5 Eylül’de, Dışişleri Bakanı Fatin Rüştü Zorlu, Londra’dan Başbakan Adnan Menderes’e bir telgraf gönderdi. Zorlu, görüşmelerde zor durumda kaldığını anlatıyor ve ‘orada artık ‘dizginlenemeyen’ bir Türk kamuoyundan söz etmeyi arzuladığını’ yazıyordu.
Mesaj alınmıştı…
Basında Rumlar’ı hedef alan haberlerin sayısında olağanüstü bir artış kaydedildi. Patrikhane, Kıbrıslı Rumlar’ın lideri Makarios’u desteklemekle’ suçlanıyordu. Bu arada adı ilk defa duyulan ve sonradan kaybolan bazı dernekler ortaya çıktı!

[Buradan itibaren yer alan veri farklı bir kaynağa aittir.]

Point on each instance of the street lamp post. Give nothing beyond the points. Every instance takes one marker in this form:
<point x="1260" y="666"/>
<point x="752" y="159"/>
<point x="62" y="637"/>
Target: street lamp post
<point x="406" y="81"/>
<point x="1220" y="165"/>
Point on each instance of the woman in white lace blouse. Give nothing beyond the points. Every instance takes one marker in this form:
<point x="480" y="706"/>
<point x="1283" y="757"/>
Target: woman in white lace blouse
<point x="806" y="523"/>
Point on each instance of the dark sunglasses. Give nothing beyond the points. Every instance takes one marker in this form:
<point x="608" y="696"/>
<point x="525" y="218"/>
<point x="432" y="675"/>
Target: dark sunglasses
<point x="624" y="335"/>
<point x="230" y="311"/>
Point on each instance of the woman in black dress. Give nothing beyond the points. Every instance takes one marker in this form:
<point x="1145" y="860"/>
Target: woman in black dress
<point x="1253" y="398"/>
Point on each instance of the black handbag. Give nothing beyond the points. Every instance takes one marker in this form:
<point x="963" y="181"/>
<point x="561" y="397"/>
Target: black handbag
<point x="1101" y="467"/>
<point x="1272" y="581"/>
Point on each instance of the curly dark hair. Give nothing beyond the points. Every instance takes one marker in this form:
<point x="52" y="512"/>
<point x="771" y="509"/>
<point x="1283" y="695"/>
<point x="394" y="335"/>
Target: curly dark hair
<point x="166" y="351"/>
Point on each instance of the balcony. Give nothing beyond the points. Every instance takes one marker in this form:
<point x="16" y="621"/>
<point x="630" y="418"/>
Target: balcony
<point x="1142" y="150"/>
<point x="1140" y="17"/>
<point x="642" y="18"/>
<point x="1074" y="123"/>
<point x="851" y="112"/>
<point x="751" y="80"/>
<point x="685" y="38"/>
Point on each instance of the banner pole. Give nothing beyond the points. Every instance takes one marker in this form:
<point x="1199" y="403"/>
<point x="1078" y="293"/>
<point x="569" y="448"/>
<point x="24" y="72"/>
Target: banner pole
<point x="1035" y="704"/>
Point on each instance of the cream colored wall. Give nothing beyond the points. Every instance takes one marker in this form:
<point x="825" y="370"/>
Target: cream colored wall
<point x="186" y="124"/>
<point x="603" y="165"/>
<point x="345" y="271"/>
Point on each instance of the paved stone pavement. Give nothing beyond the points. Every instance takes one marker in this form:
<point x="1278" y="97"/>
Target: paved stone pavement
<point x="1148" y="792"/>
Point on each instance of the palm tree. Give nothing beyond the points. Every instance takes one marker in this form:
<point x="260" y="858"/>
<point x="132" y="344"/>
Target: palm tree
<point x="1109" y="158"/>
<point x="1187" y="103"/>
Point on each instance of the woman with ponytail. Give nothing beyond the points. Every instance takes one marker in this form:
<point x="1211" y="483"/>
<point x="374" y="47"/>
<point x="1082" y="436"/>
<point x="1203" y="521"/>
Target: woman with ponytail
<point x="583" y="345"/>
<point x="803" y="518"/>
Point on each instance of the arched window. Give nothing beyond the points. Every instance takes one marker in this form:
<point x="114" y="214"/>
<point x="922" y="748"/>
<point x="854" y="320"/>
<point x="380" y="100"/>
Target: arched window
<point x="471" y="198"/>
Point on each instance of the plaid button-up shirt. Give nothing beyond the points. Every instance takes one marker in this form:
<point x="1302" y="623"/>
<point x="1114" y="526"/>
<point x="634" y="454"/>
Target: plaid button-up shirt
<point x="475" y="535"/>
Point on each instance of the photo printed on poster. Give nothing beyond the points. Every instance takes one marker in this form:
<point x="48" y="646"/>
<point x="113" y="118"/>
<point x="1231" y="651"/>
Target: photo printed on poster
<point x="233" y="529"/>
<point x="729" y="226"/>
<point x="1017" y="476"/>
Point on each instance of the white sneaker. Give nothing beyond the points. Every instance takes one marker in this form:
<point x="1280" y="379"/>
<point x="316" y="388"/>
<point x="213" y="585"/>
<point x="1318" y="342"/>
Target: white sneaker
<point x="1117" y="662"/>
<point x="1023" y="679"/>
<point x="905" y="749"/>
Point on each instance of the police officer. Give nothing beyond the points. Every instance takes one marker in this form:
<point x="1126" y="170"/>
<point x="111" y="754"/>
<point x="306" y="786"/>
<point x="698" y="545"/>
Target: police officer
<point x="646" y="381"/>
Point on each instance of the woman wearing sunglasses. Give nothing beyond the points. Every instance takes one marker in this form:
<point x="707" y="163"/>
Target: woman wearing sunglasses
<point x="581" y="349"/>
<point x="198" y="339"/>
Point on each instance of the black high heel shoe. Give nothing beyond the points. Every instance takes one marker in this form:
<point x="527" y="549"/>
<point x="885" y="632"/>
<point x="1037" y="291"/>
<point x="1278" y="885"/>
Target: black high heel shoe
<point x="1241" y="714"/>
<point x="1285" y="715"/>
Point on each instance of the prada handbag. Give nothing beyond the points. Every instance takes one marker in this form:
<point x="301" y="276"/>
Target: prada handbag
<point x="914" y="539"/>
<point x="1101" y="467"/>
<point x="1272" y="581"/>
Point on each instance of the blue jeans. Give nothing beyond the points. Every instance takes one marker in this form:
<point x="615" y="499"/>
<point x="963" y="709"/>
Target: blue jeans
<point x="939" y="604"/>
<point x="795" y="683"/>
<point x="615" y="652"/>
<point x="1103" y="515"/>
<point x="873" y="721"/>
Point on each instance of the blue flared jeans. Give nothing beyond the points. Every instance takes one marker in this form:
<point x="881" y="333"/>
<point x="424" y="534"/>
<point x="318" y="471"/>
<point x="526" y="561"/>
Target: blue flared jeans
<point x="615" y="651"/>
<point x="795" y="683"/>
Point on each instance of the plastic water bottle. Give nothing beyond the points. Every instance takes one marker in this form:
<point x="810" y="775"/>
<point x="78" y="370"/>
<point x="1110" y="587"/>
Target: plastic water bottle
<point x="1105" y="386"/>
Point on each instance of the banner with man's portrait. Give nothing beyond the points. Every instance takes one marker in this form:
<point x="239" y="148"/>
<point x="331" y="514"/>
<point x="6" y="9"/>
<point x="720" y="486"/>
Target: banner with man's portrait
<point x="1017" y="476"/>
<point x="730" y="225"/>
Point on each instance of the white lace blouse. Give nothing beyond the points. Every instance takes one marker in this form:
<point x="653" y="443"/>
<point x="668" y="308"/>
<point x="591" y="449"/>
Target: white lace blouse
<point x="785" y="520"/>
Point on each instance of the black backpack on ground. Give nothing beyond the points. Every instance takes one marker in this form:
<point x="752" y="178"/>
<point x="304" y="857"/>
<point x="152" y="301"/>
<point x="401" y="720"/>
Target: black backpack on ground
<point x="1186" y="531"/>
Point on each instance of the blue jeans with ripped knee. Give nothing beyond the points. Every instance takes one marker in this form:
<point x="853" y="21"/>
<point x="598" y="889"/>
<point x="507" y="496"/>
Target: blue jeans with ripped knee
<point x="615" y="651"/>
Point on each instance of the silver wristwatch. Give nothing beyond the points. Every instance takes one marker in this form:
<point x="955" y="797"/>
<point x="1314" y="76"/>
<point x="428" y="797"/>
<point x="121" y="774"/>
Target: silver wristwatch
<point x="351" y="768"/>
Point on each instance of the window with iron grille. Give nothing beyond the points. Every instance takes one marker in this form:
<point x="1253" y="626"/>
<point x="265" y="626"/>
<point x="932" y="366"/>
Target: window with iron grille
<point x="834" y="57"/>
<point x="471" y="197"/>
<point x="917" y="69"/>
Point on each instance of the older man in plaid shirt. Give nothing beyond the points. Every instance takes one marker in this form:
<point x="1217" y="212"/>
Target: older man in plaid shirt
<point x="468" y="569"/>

Kim kurdurmuştu bu dernekleri?
Kıbrıs Türktür Cemiyeti (KTC) ve Türkiye Milli Talebe Federasyonu (TMTF) başı çekiyordu. Bildiriler basılıyor, protesto gösterileri düzenleniyordu. Talebe Birliği, Yunan pasaportlu Rumlar’ın mallarının müsadere edilip, yurtdışına çıkarılmalarını talep ediyordu!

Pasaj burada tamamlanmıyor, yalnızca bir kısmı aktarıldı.